La propietaria era una señora de 80 años, viuda, sin herederos directos, que buscaba tranquilidad económica para sus últimos años. Este es el perfil que más abunda. La operación se cerró por un 40% menos del valor estimado de mercado. Entonces, yo adquirí la nuda propiedad y ella conservó el usufructo vitalicio y un buen dinero ya en el banco para poder gastar en su vida, sobre todo en sentirse capaz.
Durante tres años, no toqué nada. A veces recibía noticias de ella a través de la gestora que había intermediado en el acuerdo. No había prisa: era una inversión a futuro, como quien planta un árbol sabiendo que dará sombra años después. Y la verdad es que la sombra fue muy rentable. Mereció la pena la espera.
Cuando la señora falleció, heredé, por así decirlo, el pleno dominio del piso. Legalmente, ya era mío en todos los sentidos. Y ahí empezó otra fase del plan que comenzó hace ya unos cuantos años.
Desde el primer momento yo no quería vender el piso, sino sacarle el máximo provecho. Así que contacté con una empresa de reformas integrales y me metí de lleno en la transformación del inmueble. De la mano de la empresa Sinexias modernizamos todo: suelos, fontanería, electricidad, cocina abierta, techos altos… Por supuesto que respetamos elementos originales como las molduras o las puertas de madera maciza, y creamos un espacio que mezclaba historia y modernidad.

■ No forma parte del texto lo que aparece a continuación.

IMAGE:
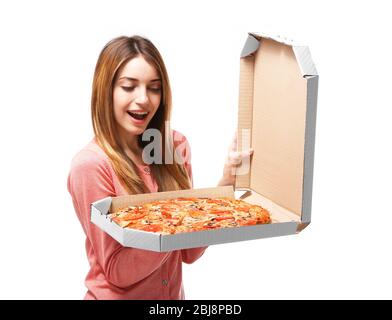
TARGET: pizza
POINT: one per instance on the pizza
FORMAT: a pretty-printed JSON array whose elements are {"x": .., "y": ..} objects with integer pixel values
[{"x": 180, "y": 215}]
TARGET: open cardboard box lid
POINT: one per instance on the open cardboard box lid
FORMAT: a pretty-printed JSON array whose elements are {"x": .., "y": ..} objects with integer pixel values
[{"x": 277, "y": 118}]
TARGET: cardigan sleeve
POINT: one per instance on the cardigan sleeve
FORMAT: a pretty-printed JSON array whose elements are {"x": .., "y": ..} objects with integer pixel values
[
  {"x": 182, "y": 145},
  {"x": 90, "y": 180}
]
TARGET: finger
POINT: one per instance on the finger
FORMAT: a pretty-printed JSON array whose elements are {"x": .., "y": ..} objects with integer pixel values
[{"x": 233, "y": 146}]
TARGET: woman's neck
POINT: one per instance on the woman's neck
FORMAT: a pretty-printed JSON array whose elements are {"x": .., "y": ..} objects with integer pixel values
[{"x": 132, "y": 149}]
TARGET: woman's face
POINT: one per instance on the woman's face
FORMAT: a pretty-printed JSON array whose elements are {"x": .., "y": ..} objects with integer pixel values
[{"x": 136, "y": 97}]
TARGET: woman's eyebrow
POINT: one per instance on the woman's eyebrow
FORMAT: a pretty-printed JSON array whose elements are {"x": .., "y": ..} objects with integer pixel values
[{"x": 134, "y": 79}]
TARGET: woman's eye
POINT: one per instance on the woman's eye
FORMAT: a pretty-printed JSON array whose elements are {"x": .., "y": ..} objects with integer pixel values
[{"x": 128, "y": 88}]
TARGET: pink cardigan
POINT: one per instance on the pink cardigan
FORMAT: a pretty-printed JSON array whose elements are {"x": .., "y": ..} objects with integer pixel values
[{"x": 117, "y": 272}]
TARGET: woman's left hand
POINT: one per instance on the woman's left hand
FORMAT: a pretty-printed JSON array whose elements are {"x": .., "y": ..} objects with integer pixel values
[{"x": 233, "y": 161}]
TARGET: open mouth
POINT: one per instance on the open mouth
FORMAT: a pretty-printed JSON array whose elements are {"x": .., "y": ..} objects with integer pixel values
[{"x": 138, "y": 115}]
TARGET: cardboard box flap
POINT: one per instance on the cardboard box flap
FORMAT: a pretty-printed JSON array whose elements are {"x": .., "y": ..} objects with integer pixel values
[
  {"x": 302, "y": 53},
  {"x": 251, "y": 45},
  {"x": 305, "y": 62},
  {"x": 274, "y": 117},
  {"x": 103, "y": 205}
]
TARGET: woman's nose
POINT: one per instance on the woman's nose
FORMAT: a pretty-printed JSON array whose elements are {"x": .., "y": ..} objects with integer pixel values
[{"x": 141, "y": 96}]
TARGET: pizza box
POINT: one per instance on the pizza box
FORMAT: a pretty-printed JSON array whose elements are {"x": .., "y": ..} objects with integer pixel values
[
  {"x": 277, "y": 118},
  {"x": 162, "y": 243}
]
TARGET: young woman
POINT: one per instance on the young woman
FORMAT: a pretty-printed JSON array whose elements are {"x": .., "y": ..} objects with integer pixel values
[{"x": 131, "y": 94}]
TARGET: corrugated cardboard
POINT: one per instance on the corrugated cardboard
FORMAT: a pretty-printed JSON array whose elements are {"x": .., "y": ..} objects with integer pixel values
[
  {"x": 277, "y": 105},
  {"x": 277, "y": 113}
]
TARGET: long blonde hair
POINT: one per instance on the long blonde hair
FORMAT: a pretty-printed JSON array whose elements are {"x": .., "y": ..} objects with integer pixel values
[{"x": 113, "y": 56}]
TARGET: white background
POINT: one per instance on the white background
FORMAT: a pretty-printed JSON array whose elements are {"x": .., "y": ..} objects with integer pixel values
[{"x": 48, "y": 53}]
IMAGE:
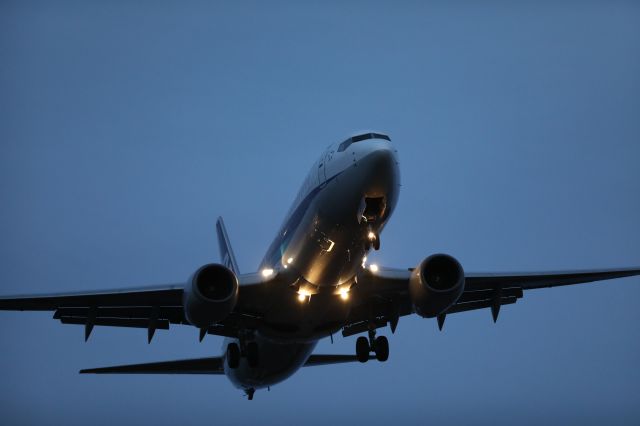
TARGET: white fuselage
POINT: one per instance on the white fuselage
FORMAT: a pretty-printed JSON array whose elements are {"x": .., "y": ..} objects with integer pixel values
[{"x": 350, "y": 192}]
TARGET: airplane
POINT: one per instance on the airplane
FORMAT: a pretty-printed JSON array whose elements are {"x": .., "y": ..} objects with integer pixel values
[{"x": 313, "y": 282}]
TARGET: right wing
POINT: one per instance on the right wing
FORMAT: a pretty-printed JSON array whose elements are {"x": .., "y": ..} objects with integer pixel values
[
  {"x": 211, "y": 365},
  {"x": 152, "y": 308}
]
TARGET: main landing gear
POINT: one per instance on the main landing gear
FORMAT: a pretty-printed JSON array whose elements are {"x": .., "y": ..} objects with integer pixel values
[
  {"x": 250, "y": 352},
  {"x": 373, "y": 240},
  {"x": 378, "y": 345}
]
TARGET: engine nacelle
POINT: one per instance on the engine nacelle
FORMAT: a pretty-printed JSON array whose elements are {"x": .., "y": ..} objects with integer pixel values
[
  {"x": 210, "y": 295},
  {"x": 436, "y": 284}
]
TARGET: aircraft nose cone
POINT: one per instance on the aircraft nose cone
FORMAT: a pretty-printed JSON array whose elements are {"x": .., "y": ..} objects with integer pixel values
[
  {"x": 381, "y": 164},
  {"x": 382, "y": 176}
]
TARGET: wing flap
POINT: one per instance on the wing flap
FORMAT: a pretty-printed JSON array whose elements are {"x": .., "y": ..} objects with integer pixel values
[
  {"x": 170, "y": 295},
  {"x": 529, "y": 281},
  {"x": 325, "y": 359},
  {"x": 117, "y": 322}
]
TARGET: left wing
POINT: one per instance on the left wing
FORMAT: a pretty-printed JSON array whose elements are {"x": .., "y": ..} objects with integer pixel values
[
  {"x": 382, "y": 297},
  {"x": 152, "y": 308}
]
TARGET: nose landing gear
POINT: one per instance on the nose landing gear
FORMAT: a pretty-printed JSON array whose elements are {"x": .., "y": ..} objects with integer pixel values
[
  {"x": 373, "y": 240},
  {"x": 378, "y": 345},
  {"x": 234, "y": 354}
]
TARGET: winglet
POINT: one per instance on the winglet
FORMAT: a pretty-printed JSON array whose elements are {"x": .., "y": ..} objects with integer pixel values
[{"x": 226, "y": 253}]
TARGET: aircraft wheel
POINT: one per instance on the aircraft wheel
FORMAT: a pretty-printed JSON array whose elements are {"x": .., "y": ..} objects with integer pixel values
[
  {"x": 382, "y": 348},
  {"x": 362, "y": 349},
  {"x": 233, "y": 355},
  {"x": 252, "y": 354}
]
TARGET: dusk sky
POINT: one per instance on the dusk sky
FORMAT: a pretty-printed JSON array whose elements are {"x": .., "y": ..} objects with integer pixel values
[{"x": 126, "y": 128}]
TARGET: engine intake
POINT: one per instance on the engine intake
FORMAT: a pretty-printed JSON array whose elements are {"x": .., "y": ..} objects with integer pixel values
[
  {"x": 436, "y": 284},
  {"x": 210, "y": 295}
]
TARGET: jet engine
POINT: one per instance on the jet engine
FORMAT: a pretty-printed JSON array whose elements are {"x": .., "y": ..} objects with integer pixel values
[
  {"x": 210, "y": 295},
  {"x": 436, "y": 284}
]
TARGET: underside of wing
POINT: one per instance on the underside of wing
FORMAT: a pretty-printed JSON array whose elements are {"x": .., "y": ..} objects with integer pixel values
[
  {"x": 212, "y": 365},
  {"x": 152, "y": 308},
  {"x": 382, "y": 297},
  {"x": 323, "y": 359}
]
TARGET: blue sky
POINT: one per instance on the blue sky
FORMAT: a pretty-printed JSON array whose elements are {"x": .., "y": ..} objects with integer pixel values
[{"x": 126, "y": 129}]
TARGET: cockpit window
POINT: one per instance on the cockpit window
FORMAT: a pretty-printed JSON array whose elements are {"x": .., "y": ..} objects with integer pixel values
[{"x": 344, "y": 145}]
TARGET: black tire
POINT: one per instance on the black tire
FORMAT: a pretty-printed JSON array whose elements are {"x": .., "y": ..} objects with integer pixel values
[
  {"x": 382, "y": 348},
  {"x": 233, "y": 355},
  {"x": 362, "y": 349},
  {"x": 253, "y": 356}
]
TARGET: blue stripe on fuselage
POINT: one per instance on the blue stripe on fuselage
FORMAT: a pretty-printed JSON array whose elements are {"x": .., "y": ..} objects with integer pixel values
[{"x": 281, "y": 242}]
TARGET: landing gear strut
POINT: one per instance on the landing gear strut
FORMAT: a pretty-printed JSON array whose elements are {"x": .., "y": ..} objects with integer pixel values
[
  {"x": 250, "y": 393},
  {"x": 378, "y": 345}
]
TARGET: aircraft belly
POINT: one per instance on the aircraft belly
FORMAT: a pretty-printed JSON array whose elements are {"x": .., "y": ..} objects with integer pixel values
[
  {"x": 277, "y": 363},
  {"x": 292, "y": 320}
]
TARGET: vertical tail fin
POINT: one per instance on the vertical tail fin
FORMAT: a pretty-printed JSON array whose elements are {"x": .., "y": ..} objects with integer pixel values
[{"x": 226, "y": 253}]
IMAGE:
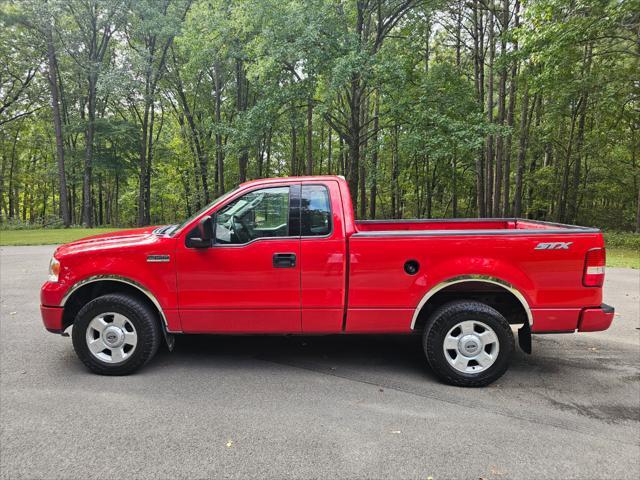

Lo convertí en un apartamento turístico con encanto, y fue la mejor decisión porque si hay algo que ahora mismo es un boom es este tipo de concepto de turismo, aunque veo normal que muchas ciudades lo están regulando porque parece que se nos está yendo de las manos.
Hoy, con la gestión automatizada a través de plataformas y una empresa que se encarga de la limpieza y el mantenimiento, tengo una ocupación media del 85% anual y un rendimiento muy superior al alquiler tradicional. La verdad es que le estoy sacando un gran beneficio, algo que nunca pensé que fuera tan alto.
Como has podido ver, la nuda propiedad está en auge por varias razones. Pero sobre todo porque la población es cada vez mayor, y por la dificultad que tienen los jóvenes para encontrar vivienda, y la necesidad de liquidez entre los mayores.
Ahora mismo es una fórmula que cada vez tiene más adeptos. Lo hace en ciudades grandes como Madrid, Barcelona, Valencia o Málaga donde hay casas céntricas y población mayor. Si tienes la posibilidad de mirarlo, hazlo, no te vas a arrepentir.